Настало время большого празднества.
…искусство витража в том состоит, чтобы ко всякому узору те стекла отыскать, свойства тайные и норов которых наиболее соответствуют задумке. Каждый малый элемент — лишь часть большого рисунка, а потому даже если один из многих сотен выбран и сделан неверно, то испорчен будет весь витраж…
Мэтр Аттонио, «Об искусствах прикладных»
Когда мясной бульон готов, то смело кидай туда репу тертую, морковь, лук и сельдерей, и пусть еще покипит. А после для запаху добавишь тимьяна сухого и шалфея. В отдельной мисочке разотри чесночку, кхарнского перчика, который красный и тонкий, смешай с топленым жиром и, как похлебка уже почти и дойдет, плесни, закрой крышкой да оставь на малом огне томиться.
Из рецептов старухи Гарры, поварихи трактира «У городских ворот»

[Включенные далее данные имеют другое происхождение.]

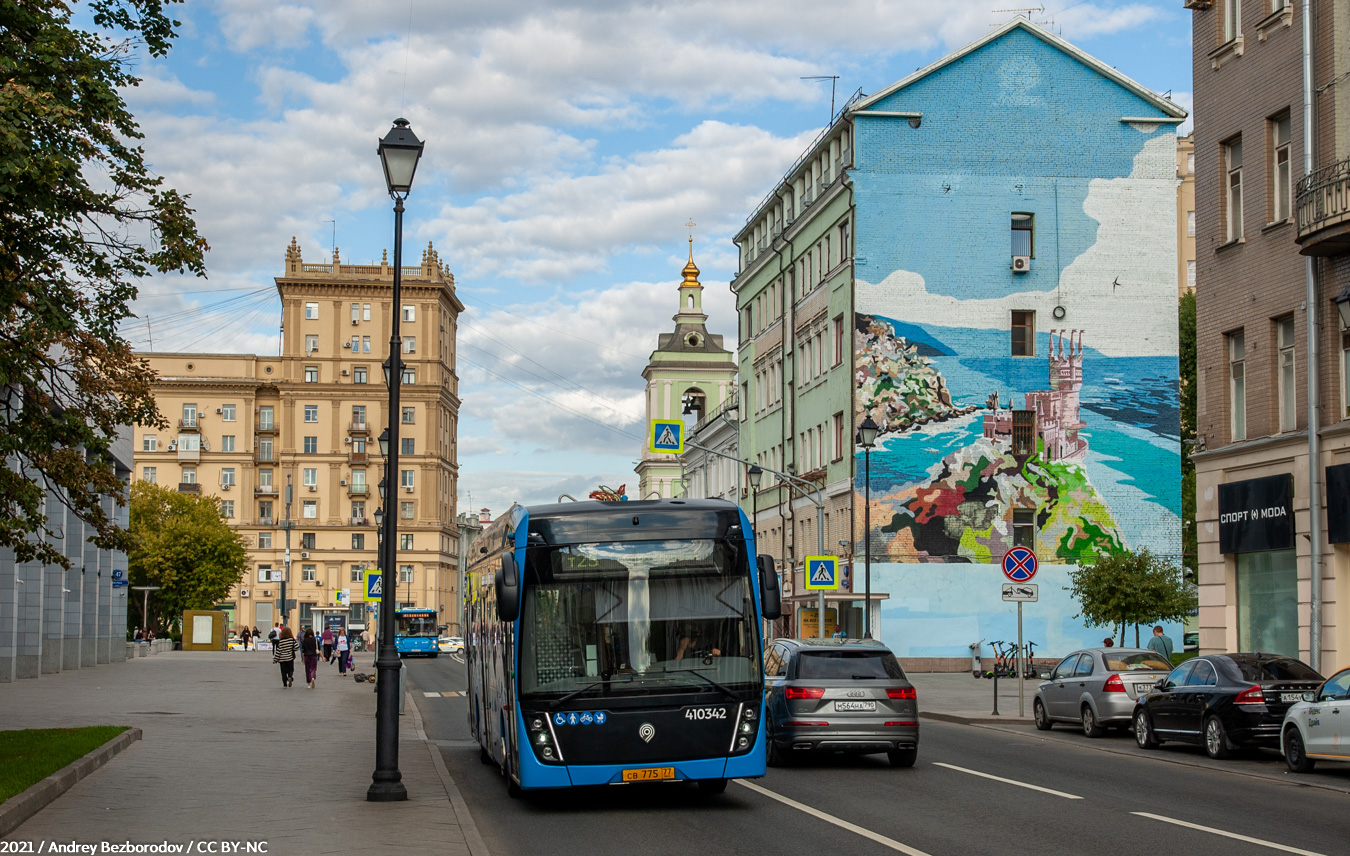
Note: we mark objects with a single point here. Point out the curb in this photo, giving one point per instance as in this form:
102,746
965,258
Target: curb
19,808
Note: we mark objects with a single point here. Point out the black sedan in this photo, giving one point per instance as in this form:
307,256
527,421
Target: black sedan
1223,701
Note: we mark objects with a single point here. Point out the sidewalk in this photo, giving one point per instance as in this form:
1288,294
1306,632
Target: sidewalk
230,755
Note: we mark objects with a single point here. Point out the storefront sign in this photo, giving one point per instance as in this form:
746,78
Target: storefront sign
1338,504
1256,515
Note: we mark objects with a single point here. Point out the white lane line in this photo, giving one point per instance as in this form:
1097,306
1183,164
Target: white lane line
984,775
830,818
1226,833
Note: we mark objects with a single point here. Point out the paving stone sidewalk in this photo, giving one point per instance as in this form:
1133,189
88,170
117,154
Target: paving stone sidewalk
230,755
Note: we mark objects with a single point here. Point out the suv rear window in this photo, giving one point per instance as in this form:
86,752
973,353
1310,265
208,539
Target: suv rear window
1283,669
848,664
1136,662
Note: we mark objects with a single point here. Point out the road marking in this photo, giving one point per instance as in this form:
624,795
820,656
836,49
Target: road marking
984,775
830,818
1226,833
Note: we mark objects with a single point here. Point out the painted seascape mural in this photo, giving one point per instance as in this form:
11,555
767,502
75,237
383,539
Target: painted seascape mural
1073,446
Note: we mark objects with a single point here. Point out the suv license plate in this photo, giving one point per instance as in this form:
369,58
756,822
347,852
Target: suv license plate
650,774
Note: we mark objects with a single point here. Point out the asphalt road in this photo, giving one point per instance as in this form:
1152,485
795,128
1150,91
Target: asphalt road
974,790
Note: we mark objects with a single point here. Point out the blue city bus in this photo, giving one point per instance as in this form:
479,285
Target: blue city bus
616,643
416,632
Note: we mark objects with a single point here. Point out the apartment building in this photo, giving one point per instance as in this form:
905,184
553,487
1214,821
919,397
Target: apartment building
1001,301
1273,563
289,443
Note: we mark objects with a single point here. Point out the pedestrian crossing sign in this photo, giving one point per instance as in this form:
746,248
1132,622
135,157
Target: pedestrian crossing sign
822,573
666,436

Белое и черное, черное и белое сливаются в объятьях, пожирая друг другая. Белые клубы цветущего подмаренника, белые кисти донника духмяного, белые крылья аистов и белая известь на подпаленных яблонях. Черные стволы и черный зев земли, черная сажа и черные бревна. И снова белое — руки, которые бревна раскатывают, рубят, стесывая черноту до сухой костяной белизны. И снова черное — оседает стесанное на коже, въедается загаром. Рука дающая, рука берущая. Одна наделяет, другая отбирает. Где щедро, там и больно.
Топор с хрустом вошел в свежий сосновый ствол, застрял, а когда вылез, за ним тянулись тонкие смоляные ниточки. Плачет дерево свежей хвоей, янтарной живицей, скрипит, пощады просит. Но все просят, а никого не щадят. И Бельт нанес второй удар, третий, четвертый, полностью сосредоточившись на том, чтобы бить. И ненавидеть. Хотя бы сосну. И та, не устояв, протяжно застонала, хрустнула внутри, переламываясь, и начала медленно заваливаться набок.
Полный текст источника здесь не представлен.